Após todos os acontecimentos as famílias também precisam de apoio e tratamento porque na maioria dos casos eles não sabem lidar com as situações. Hoje conto com meus familiares amigos, além dos médicos, terapeutas e psicólogos. Porque não se trata com soluções rápidas ou mágica. É preciso força de vontade e, principalmente, ajuda!

Não tenho mais vergonha de pedir ajuda.  Não posso trabalhar, pois ainda continuo em tratamento. Meus momentos são de altos e baixos. A precariedade da saúde pública na área de saúde mental é cruel. O órgão do INSS não tratou meu caso como doença, pois justamente não se vê aos olhos nus, mesmo com atestados receitas e todo um histórico. Me encontro sem pagamento, mas contando com ajuda de todos. O que me alegra é saber que posso contar com esses anjos. E não mais me desesperar.  Pedir ajuda não é vergonha. Pedir ajuda é salvar vida!
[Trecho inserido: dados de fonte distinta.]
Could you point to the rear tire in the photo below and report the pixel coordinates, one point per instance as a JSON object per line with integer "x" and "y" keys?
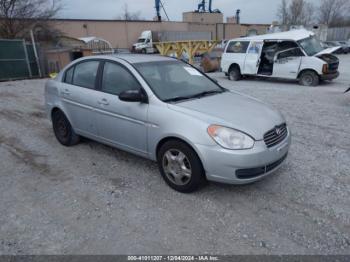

Ainda tomo meus medicamentos, continuo minha luta diariamente por minha vida, pelo meu filho, e agora para ajudar na prevenção do suicídio! Costumo dizer o lema da clínica sempre: “SÓ POR HOJE VOU SER FELIZ, VOU SORRIR, VOU LUTAR, VOU CONSEGUIR”! Espero ajudar com a historia real da minha vida: #UMA SOBREVIVENTE NA LUTA EM APOIO A PREVENÇÃO DO SUICÍDIO!